Just as forgiveness does not cancel all temporal consequences, so the joy of salvation does not cancel the pain of separation from God and temporary trouble in this world.

This point is well illustrated in the deeply troubled hearts experienced that fateful night. The first cause of the agitation of their souls was owing to imminent separation from Christ. But it was His going away that would bring the definitive cancellation of separation forever! They would not be able to follow Him if He did not depart. They would not be able to stay with Him if He did not leave them. If He departs, only then will they be able to follow. If He leaves them, only then will they be able to remain with Him.

There is a deep lesson in this painful paradox: it is the lesson of faith. It is—owing to the treachery of a sin, the Fall, and its consequences—that sometimes the most troublesome realities that are not only unavoidable but unthinkable to us, serve a greater good in the grand scheme of reality. But only faith can rightly appraise such things. Answers do little to comfort.
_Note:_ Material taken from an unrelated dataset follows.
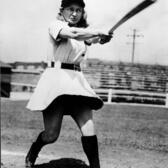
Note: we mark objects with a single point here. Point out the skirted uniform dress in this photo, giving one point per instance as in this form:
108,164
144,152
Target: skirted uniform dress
62,81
Faith embraces the substance of truth that feelings cannot even touch. Faith holds on where feelings have nothing to grasp. Feelings are limited in perception, being anchored to space-time experience; faith is not so constrained. It perceives the imperceptible, sees the unseen, and holds what has no form. Faith is not credulity or an unthinking superstition. Faith is not the answer of ignorance; it is the evidence of heart knowledge.

In the midst of your greatest trial, I pray that you would find comfort in these words of Christ, which are trustworthy and true: “Let not your hearts be troubled. Believe in God; believe also in me” (Jn 14:1).